Beluga Whale Found With Mysterious Harness Is Charming and Confounding These Norwegians

(COPENHAGEN, Denmark) — A beluga whale found in Arctic Norway wearing a harness that suggests links to a military facility in Russia is so tame that residents can pet the mammal on its nose.

The white whale frolicking in the frigid harbor of Tufjord, a hamlet near Norway’s northernmost point, has become “a huge attraction” for locals, one resident said Tuesday. The whale is so comfortable with people that it swims to the dock and retrieves plastic rings thrown into the sea.

“The whale is so tame that when you call it, it comes to you,” said Linn Saether, adding the whale also reacts to yells and when humans splash their hands in the water.

She said when she throws out a plastic ring, the Beluga whale brings it back to her as she sits on the dock.

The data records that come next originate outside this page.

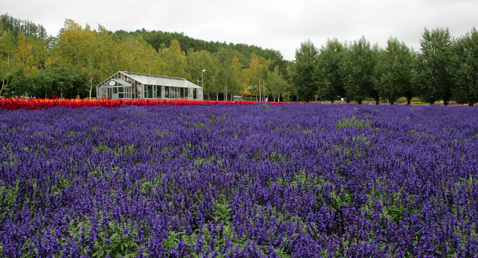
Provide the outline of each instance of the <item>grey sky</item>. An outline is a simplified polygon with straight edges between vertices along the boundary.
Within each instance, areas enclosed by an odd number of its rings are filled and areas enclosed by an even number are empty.
[[[447,27],[456,37],[478,26],[478,1],[473,0],[2,1],[1,14],[42,24],[53,35],[68,18],[113,32],[183,32],[206,41],[256,45],[278,50],[288,60],[307,38],[320,47],[328,37],[353,41],[364,36],[384,46],[391,36],[418,50],[425,27]]]

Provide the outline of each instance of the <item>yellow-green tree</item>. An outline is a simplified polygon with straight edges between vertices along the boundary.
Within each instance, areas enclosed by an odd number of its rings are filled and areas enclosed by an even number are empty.
[[[254,53],[251,54],[251,59],[249,63],[249,81],[251,84],[251,92],[259,96],[259,101],[262,101],[265,97],[265,89],[264,84],[265,76],[267,73],[268,62],[263,58],[256,55]]]
[[[158,53],[162,61],[160,64],[161,75],[180,78],[185,78],[187,76],[186,52],[181,50],[177,40],[173,39],[168,48],[162,44]]]
[[[7,76],[14,68],[14,57],[17,49],[15,37],[9,31],[0,24],[0,77],[1,79],[1,96]]]
[[[188,50],[186,59],[186,79],[203,87],[204,93],[210,99],[210,94],[216,93],[213,90],[212,79],[217,70],[217,59],[207,51],[195,51],[192,48]]]

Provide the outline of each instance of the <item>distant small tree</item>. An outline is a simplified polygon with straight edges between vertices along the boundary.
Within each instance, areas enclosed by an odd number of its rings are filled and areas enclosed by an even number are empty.
[[[378,104],[378,93],[374,88],[372,80],[376,63],[378,47],[371,47],[363,37],[347,47],[347,51],[341,62],[340,72],[347,98],[361,104],[364,100],[372,97]]]
[[[418,97],[432,104],[443,100],[445,105],[451,97],[451,36],[448,28],[430,32],[425,28],[420,40],[421,53],[414,66],[413,82]]]
[[[345,48],[337,38],[327,39],[322,46],[314,72],[314,79],[318,86],[319,97],[332,103],[337,97],[345,97],[343,83],[341,76],[340,63]]]
[[[291,81],[294,93],[301,100],[308,101],[317,93],[318,87],[313,78],[317,65],[318,50],[307,39],[296,49],[295,63],[291,73]]]
[[[392,104],[407,94],[411,81],[413,56],[404,42],[390,37],[380,51],[374,76],[375,89]],[[410,101],[410,100],[409,100]]]
[[[478,32],[474,28],[452,46],[454,96],[460,104],[478,102]]]

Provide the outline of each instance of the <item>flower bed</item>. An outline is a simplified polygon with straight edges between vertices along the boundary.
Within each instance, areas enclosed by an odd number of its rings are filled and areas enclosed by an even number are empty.
[[[21,99],[10,98],[0,99],[0,109],[7,110],[17,110],[22,109],[35,110],[37,109],[50,108],[52,107],[65,107],[73,108],[82,107],[104,107],[106,108],[119,108],[123,106],[144,106],[154,107],[156,106],[200,106],[217,104],[226,105],[249,105],[257,104],[252,101],[214,101],[210,100],[194,101],[187,100],[110,100],[80,99]],[[284,102],[269,102],[270,105],[281,105]]]
[[[476,111],[0,109],[2,255],[473,257]]]

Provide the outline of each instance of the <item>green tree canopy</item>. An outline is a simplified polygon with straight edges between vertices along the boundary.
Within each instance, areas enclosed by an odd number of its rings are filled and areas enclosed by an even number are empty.
[[[425,102],[433,104],[443,100],[444,105],[451,97],[451,36],[448,28],[430,32],[425,28],[420,40],[421,53],[414,64],[414,89]]]
[[[318,50],[310,39],[301,43],[296,49],[295,63],[291,73],[291,81],[295,95],[303,101],[311,100],[318,87],[313,78],[317,64]]]

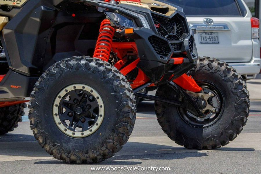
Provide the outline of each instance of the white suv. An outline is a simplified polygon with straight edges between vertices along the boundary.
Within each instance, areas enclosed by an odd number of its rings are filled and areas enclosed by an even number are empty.
[[[245,79],[260,71],[259,20],[242,0],[166,0],[182,8],[199,56],[220,59]]]

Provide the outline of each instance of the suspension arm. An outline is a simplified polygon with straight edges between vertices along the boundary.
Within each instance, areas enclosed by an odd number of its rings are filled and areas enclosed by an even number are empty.
[[[135,94],[135,97],[155,102],[166,103],[176,106],[181,106],[182,104],[179,101],[167,99],[163,97],[138,93]]]
[[[168,85],[180,95],[184,99],[182,104],[183,108],[196,116],[199,117],[205,117],[204,114],[200,111],[196,99],[189,95],[182,88],[173,81],[171,82]]]

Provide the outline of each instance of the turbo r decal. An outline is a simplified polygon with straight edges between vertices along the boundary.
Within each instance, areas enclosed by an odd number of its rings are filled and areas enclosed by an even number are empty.
[[[28,0],[0,0],[0,5],[22,6]]]
[[[126,1],[125,2],[126,3],[132,3],[132,4],[137,4],[138,5],[143,5],[143,4],[142,4],[141,3],[138,3],[137,2],[133,2],[133,1]]]

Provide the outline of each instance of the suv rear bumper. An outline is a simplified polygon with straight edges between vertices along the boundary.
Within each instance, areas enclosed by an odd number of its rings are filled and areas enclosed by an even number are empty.
[[[243,77],[245,80],[255,78],[260,72],[261,68],[261,59],[254,58],[252,61],[248,63],[229,63],[230,66],[234,67]]]

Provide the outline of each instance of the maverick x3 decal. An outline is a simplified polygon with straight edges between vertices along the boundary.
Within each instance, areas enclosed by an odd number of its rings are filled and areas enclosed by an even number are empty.
[[[0,5],[21,7],[28,0],[0,0]]]

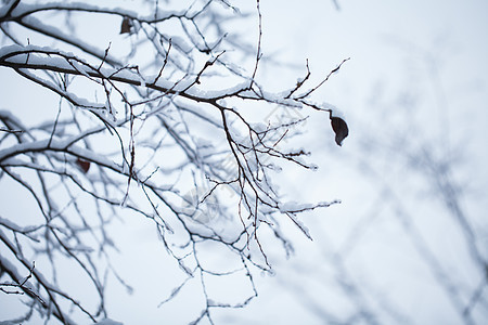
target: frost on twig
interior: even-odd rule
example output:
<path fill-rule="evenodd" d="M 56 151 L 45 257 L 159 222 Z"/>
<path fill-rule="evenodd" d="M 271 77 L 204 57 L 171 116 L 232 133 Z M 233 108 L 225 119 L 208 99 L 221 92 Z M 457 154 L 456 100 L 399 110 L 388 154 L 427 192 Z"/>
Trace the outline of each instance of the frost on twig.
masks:
<path fill-rule="evenodd" d="M 110 259 L 115 248 L 110 223 L 124 209 L 154 222 L 187 276 L 162 301 L 200 282 L 206 308 L 195 323 L 213 322 L 214 309 L 242 308 L 257 296 L 253 272 L 271 271 L 265 234 L 290 253 L 281 224 L 294 224 L 311 238 L 299 214 L 338 203 L 283 203 L 273 179 L 290 166 L 317 169 L 309 151 L 288 140 L 299 136 L 308 109 L 324 112 L 326 120 L 332 109 L 311 95 L 347 60 L 310 88 L 307 63 L 307 76 L 296 86 L 267 91 L 258 78 L 266 31 L 259 1 L 251 16 L 227 1 L 194 1 L 175 11 L 145 1 L 137 11 L 64 1 L 9 3 L 0 8 L 0 67 L 59 99 L 55 119 L 46 116 L 47 121 L 39 103 L 37 125 L 24 125 L 15 107 L 0 110 L 0 182 L 9 179 L 37 206 L 35 221 L 23 226 L 10 222 L 16 220 L 14 210 L 1 211 L 7 249 L 0 257 L 5 261 L 5 251 L 16 259 L 16 266 L 2 264 L 11 280 L 14 266 L 30 270 L 39 292 L 29 295 L 37 300 L 33 310 L 62 323 L 70 323 L 72 314 L 104 318 L 106 278 L 132 289 Z M 82 26 L 70 24 L 78 16 L 118 23 L 105 24 L 92 42 Z M 256 23 L 255 44 L 243 44 L 241 31 L 228 27 L 239 20 Z M 20 27 L 51 46 L 25 41 Z M 123 46 L 128 50 L 115 50 Z M 294 114 L 285 118 L 285 112 Z M 235 268 L 207 266 L 208 243 L 223 247 Z M 29 269 L 22 247 L 52 268 Z M 94 289 L 94 309 L 56 287 L 59 257 Z M 248 295 L 236 303 L 217 301 L 206 287 L 209 276 L 243 277 Z M 20 284 L 18 289 L 26 291 Z"/>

“It is a fantastic experience, but we also see it as a tragedy. We can see that it has been trained to bring back stuff that is thrown at sea,” Saether, 37, told The Associated Press.

The whale was found with a tight harness reading “Equipment St. Petersburg” in English. The hamlet has a dozen permanent residents and less than 100 people in the warmer season.

“The talk in this hamlet is that it could have escaped from a Russian military facility or even have swam from St. Petersburg, Florida, because of the English-language text,” Saether said.

It was not immediately known whether any of the dolphin and whale facilities in St. Petersburg, Florida, were missing a Beluga whale.

On Friday, a fisherman jumped into the frigid Arctic water to remove the harness, which has a mount for a camera, from the whale. It wasn’t clear why the strap was attached to the mammal.

Audun Rikardsen, a professor at the Department of Arctic and Marine Biology at the Arctic University of Norway in Tromsoe, northern Norway, said he believes “it is most likely that Russian Navy in Murmansk” was involved in training the whale.

Russia has major military facilities in and around Murmansk on the Kola Peninsula, in far northwestern Russia close to the Norwegian border.

Russian authorities did not immediately respond to requests for comment on the whale.